Previous studies have confirmed that SMI leads to cardiac dysfunction,38 and abnormalities of cardiac structure and function are independently associated with frailty.44 Therefore, the increased risk of frailty in patients with SMI may be mediated by cardiac dysfunction, which was established in the path analysis performed in our study. According to our results, the indirect effects of SMI on frailty mediated by cardiac dysfunction (expressed by LVEF) accounted for about 28%. Only HF with reduced ejection fraction is reflected by LVEF, but SMI could lead to HF with preserved ejection fraction.38 Therefore, the actual mediating effect value may be larger than the statistical value. Cognitive dysfunction, chronic kidney disease, and lung disease may also be mediators of SMI and frailty.45 Expectedly, cognition function accounted for 8% of the indirect effect of SMI on frailty in our study. This result emphasizes the importance of the heart-brain-frailty axis and could be an important intervention target.46 Chronic kidney disease, expressed as creatinine (5.3%), was shown to be a mediator of frailty in patients with CMI, but this was not observed in patients with SMI. Patients with CMI may have had a larger infarct size, whereas those with SMI are likely to remain subclinical due to the presence of small infarct size. Therefore, patients with CMI could be at an increased risk of developing kidney disease compared with those with SMI.

Limitations

This study has several limitations.
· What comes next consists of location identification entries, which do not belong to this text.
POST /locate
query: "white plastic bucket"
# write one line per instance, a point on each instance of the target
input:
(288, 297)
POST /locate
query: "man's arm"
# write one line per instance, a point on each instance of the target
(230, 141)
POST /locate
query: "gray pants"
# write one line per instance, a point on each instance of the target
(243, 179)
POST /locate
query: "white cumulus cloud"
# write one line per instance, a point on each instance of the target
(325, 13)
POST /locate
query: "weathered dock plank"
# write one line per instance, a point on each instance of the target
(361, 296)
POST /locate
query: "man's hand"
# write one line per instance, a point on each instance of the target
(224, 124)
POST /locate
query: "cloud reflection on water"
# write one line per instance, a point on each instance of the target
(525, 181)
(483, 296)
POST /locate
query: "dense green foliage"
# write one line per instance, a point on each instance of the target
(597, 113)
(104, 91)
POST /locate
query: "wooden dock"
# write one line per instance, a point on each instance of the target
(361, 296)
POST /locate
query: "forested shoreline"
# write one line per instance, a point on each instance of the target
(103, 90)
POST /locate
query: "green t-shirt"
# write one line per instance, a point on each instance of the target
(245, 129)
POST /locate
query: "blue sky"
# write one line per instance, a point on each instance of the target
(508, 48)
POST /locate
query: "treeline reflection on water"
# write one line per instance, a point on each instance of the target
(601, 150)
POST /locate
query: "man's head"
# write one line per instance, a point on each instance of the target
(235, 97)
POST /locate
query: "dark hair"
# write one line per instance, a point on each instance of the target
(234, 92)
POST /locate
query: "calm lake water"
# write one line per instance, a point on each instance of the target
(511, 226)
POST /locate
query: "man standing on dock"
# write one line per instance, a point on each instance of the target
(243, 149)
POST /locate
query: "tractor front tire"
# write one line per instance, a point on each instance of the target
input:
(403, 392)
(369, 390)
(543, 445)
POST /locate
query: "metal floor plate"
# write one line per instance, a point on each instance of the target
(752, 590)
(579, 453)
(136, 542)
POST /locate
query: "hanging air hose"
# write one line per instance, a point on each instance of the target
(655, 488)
Only participants diagnosed with MI between the first and fourth visits were included to analyze the relationship between MI and the risk of frailty over a span of 15 years. The baseline frailty status of the study population could not be obtained, thus a causal relationship could not be proven. In addition, frailty was diagnosed based on the frailty phenotype, and it is unclear whether this would be relevant when using other proposed criteria. Since the assessment of lung function was only conducted in the first and second visits of the study, it were not included in the path analysis. Moreover, older adult frail individuals are at an increased risk of early-onset death and loss to follow-up, leading to selection bias and uncertainty of the research conclusion. However, this is almost an inevitable problem in most studies. Although confounders were adjusted for in this study, there may still be potential variables that were not included. Finally, CMI may be derived from recurrent MI of the population with SMI, thus, the true SMI events may be underestimated.

Conclusions

This study found that individuals with MI were at an increased risk of becoming frail. This association is more important in patients with SMI as they are more likely to be underdiagnosed. In addition, the mechanism between SMI and frailty can be explained by the mediation of cardiac and cognitive function impairment. Identifying individuals with SMI may allow for earlier interventions to prevent the progress of frailty. Standardized preventive treatment needs to be established to reduce the risk of frailty among patients with SMI.